Large territories of the Kingdom of Hungary were put under the authority of powerful landlords by the time when King Andrew III, the last member of the Árpád dynasty died on January 14, 1301. For instance, Matthew Csák ruled over 14 counties in the wider region of the river Váh (Vág, now Slovakia), Ladislaus Kán administered Transylvania, and members of the Kőszegi family ruled in Transdanubia. Royal power was only restored by King Charles I in a series of wars against the "oligarchs" lasting up to the 1320s.

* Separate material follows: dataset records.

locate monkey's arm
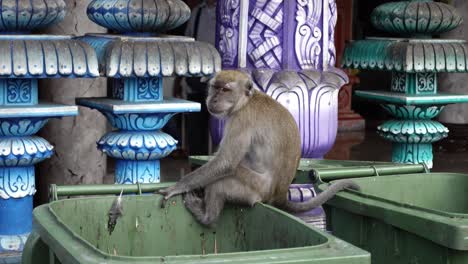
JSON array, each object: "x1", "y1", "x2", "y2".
[{"x1": 159, "y1": 118, "x2": 253, "y2": 200}]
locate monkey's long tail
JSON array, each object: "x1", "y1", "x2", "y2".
[{"x1": 284, "y1": 180, "x2": 360, "y2": 213}]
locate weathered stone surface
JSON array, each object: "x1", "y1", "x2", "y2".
[{"x1": 36, "y1": 0, "x2": 107, "y2": 201}]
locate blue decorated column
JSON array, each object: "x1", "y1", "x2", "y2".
[
  {"x1": 0, "y1": 0, "x2": 99, "y2": 262},
  {"x1": 77, "y1": 0, "x2": 221, "y2": 184}
]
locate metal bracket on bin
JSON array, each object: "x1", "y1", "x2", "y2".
[{"x1": 309, "y1": 164, "x2": 430, "y2": 183}]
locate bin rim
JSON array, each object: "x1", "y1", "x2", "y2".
[
  {"x1": 33, "y1": 196, "x2": 370, "y2": 264},
  {"x1": 317, "y1": 173, "x2": 468, "y2": 250}
]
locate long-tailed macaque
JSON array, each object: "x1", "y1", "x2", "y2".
[{"x1": 159, "y1": 71, "x2": 358, "y2": 226}]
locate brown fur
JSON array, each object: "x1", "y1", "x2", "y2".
[{"x1": 160, "y1": 71, "x2": 360, "y2": 225}]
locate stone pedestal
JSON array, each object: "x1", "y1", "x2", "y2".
[
  {"x1": 77, "y1": 0, "x2": 221, "y2": 184},
  {"x1": 211, "y1": 0, "x2": 348, "y2": 158},
  {"x1": 342, "y1": 0, "x2": 468, "y2": 168},
  {"x1": 37, "y1": 0, "x2": 107, "y2": 202},
  {"x1": 439, "y1": 0, "x2": 468, "y2": 125},
  {"x1": 335, "y1": 0, "x2": 366, "y2": 132},
  {"x1": 0, "y1": 0, "x2": 99, "y2": 258}
]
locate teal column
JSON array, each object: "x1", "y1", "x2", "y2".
[{"x1": 343, "y1": 0, "x2": 468, "y2": 168}]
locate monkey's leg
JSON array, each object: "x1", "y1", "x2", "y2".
[
  {"x1": 194, "y1": 177, "x2": 261, "y2": 227},
  {"x1": 184, "y1": 192, "x2": 205, "y2": 220}
]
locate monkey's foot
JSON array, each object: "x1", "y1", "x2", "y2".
[
  {"x1": 156, "y1": 184, "x2": 187, "y2": 208},
  {"x1": 184, "y1": 192, "x2": 203, "y2": 208}
]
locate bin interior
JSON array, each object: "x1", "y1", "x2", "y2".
[
  {"x1": 353, "y1": 173, "x2": 468, "y2": 214},
  {"x1": 50, "y1": 195, "x2": 328, "y2": 257}
]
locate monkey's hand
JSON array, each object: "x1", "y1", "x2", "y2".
[{"x1": 156, "y1": 183, "x2": 189, "y2": 208}]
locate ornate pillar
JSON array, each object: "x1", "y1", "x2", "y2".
[
  {"x1": 211, "y1": 0, "x2": 348, "y2": 158},
  {"x1": 343, "y1": 0, "x2": 468, "y2": 168},
  {"x1": 77, "y1": 0, "x2": 221, "y2": 184},
  {"x1": 335, "y1": 0, "x2": 366, "y2": 132},
  {"x1": 0, "y1": 0, "x2": 99, "y2": 263}
]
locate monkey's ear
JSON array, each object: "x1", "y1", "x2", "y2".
[
  {"x1": 200, "y1": 76, "x2": 211, "y2": 83},
  {"x1": 245, "y1": 79, "x2": 254, "y2": 96}
]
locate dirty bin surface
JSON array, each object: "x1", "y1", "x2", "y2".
[
  {"x1": 24, "y1": 195, "x2": 370, "y2": 264},
  {"x1": 319, "y1": 173, "x2": 468, "y2": 264},
  {"x1": 189, "y1": 156, "x2": 395, "y2": 184}
]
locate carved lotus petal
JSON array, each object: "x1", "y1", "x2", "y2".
[
  {"x1": 371, "y1": 0, "x2": 463, "y2": 34},
  {"x1": 377, "y1": 120, "x2": 449, "y2": 143},
  {"x1": 87, "y1": 0, "x2": 190, "y2": 32},
  {"x1": 0, "y1": 0, "x2": 66, "y2": 32},
  {"x1": 98, "y1": 131, "x2": 177, "y2": 161}
]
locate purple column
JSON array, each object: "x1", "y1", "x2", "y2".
[{"x1": 211, "y1": 0, "x2": 348, "y2": 158}]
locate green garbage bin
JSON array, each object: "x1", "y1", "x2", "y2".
[
  {"x1": 23, "y1": 186, "x2": 370, "y2": 264},
  {"x1": 318, "y1": 173, "x2": 468, "y2": 264},
  {"x1": 189, "y1": 156, "x2": 398, "y2": 184}
]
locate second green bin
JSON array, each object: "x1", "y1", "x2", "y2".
[{"x1": 319, "y1": 173, "x2": 468, "y2": 264}]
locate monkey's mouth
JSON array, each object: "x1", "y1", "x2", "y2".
[{"x1": 208, "y1": 107, "x2": 226, "y2": 117}]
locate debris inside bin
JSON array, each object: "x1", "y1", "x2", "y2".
[{"x1": 107, "y1": 189, "x2": 123, "y2": 235}]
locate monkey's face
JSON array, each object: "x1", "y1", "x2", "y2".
[
  {"x1": 206, "y1": 82, "x2": 241, "y2": 118},
  {"x1": 206, "y1": 70, "x2": 253, "y2": 118}
]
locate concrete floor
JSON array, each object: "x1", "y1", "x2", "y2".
[{"x1": 161, "y1": 130, "x2": 468, "y2": 182}]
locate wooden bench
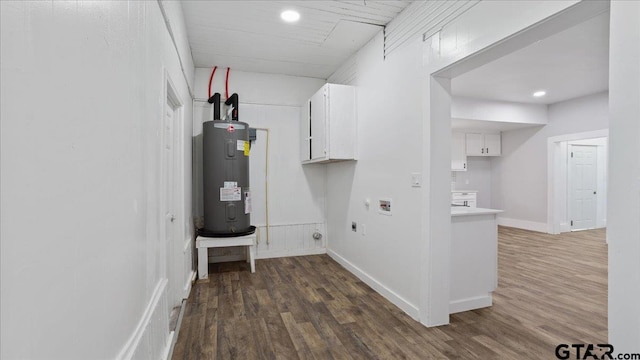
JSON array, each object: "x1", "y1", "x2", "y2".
[{"x1": 196, "y1": 234, "x2": 256, "y2": 280}]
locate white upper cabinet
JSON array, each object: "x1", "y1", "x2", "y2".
[
  {"x1": 300, "y1": 84, "x2": 356, "y2": 164},
  {"x1": 466, "y1": 133, "x2": 502, "y2": 156},
  {"x1": 451, "y1": 133, "x2": 467, "y2": 171}
]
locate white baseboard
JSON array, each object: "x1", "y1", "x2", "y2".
[
  {"x1": 449, "y1": 294, "x2": 493, "y2": 314},
  {"x1": 116, "y1": 279, "x2": 171, "y2": 360},
  {"x1": 255, "y1": 248, "x2": 327, "y2": 259},
  {"x1": 208, "y1": 255, "x2": 246, "y2": 264},
  {"x1": 182, "y1": 270, "x2": 198, "y2": 299},
  {"x1": 327, "y1": 250, "x2": 419, "y2": 320},
  {"x1": 497, "y1": 216, "x2": 548, "y2": 233}
]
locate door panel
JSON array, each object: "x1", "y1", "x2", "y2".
[
  {"x1": 310, "y1": 91, "x2": 327, "y2": 159},
  {"x1": 568, "y1": 145, "x2": 598, "y2": 230},
  {"x1": 465, "y1": 134, "x2": 484, "y2": 156}
]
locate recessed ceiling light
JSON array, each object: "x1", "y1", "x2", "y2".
[{"x1": 280, "y1": 10, "x2": 300, "y2": 22}]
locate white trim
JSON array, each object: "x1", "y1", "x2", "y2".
[
  {"x1": 160, "y1": 331, "x2": 171, "y2": 360},
  {"x1": 207, "y1": 255, "x2": 247, "y2": 264},
  {"x1": 116, "y1": 278, "x2": 169, "y2": 360},
  {"x1": 182, "y1": 270, "x2": 198, "y2": 299},
  {"x1": 327, "y1": 250, "x2": 419, "y2": 320},
  {"x1": 497, "y1": 216, "x2": 547, "y2": 233},
  {"x1": 162, "y1": 300, "x2": 186, "y2": 360},
  {"x1": 449, "y1": 294, "x2": 493, "y2": 314},
  {"x1": 254, "y1": 248, "x2": 327, "y2": 259}
]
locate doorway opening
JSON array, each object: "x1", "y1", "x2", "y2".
[{"x1": 420, "y1": 3, "x2": 608, "y2": 326}]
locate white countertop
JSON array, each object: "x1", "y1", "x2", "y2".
[{"x1": 451, "y1": 206, "x2": 504, "y2": 216}]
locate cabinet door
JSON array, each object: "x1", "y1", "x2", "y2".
[
  {"x1": 451, "y1": 133, "x2": 467, "y2": 171},
  {"x1": 484, "y1": 134, "x2": 501, "y2": 156},
  {"x1": 300, "y1": 100, "x2": 311, "y2": 161},
  {"x1": 466, "y1": 133, "x2": 484, "y2": 156},
  {"x1": 309, "y1": 87, "x2": 327, "y2": 159}
]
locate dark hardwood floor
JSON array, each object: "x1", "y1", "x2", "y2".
[{"x1": 172, "y1": 227, "x2": 607, "y2": 360}]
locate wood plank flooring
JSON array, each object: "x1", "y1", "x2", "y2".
[{"x1": 172, "y1": 227, "x2": 607, "y2": 360}]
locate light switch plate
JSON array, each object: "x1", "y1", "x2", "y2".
[{"x1": 411, "y1": 173, "x2": 422, "y2": 187}]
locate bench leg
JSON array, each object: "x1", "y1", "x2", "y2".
[
  {"x1": 198, "y1": 247, "x2": 209, "y2": 280},
  {"x1": 248, "y1": 245, "x2": 256, "y2": 273}
]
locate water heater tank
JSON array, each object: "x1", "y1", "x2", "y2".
[{"x1": 200, "y1": 120, "x2": 255, "y2": 237}]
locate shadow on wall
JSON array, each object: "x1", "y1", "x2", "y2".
[{"x1": 325, "y1": 161, "x2": 357, "y2": 233}]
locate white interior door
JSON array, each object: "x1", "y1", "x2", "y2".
[{"x1": 568, "y1": 145, "x2": 598, "y2": 231}]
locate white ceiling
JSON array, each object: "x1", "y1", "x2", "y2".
[
  {"x1": 451, "y1": 12, "x2": 609, "y2": 104},
  {"x1": 182, "y1": 0, "x2": 411, "y2": 79}
]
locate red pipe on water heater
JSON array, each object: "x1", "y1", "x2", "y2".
[{"x1": 207, "y1": 66, "x2": 218, "y2": 99}]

The monarch also succeeded in both acquiring a number of castles and increasing the territory of the royal domain, thus a new network of castle districts emerged. Most of the counties and the castle districts were distributed among the great officers of the realm in the following period as honours attached to their dignity. For instance, the palatines William Drugeth and Nicholas Kont were also ispáns of five counties under Kings Charles I and Louis I, respectively. In this period, all income from an honour was due to its holder.

County courts were headed by the ispáns or by their deputies. First of all, ispáns were responsible for enforcing the judgements of the county courts, although in his absence the court appointed one or two noblemen to fulfill this task. Initially, county courts were only authorized to pass capital punishment against criminals caught in the county, but more and more noblemen received the ius gladii, that is the same right in their own estates, although they "were required to deliver the convict" to the ispáns men (Pál Engel). Furthermore, magnates were granted the right to judge noblemen living in their own household, although only with the previous authorization by the ispán in 1486.

==Re-establishment (2023-)==

As of January 1, 2023, the Parliament of Hungary brought back the official and legal usage of titles such as ispán, reinstituted the formerly banned medieval designations and titles.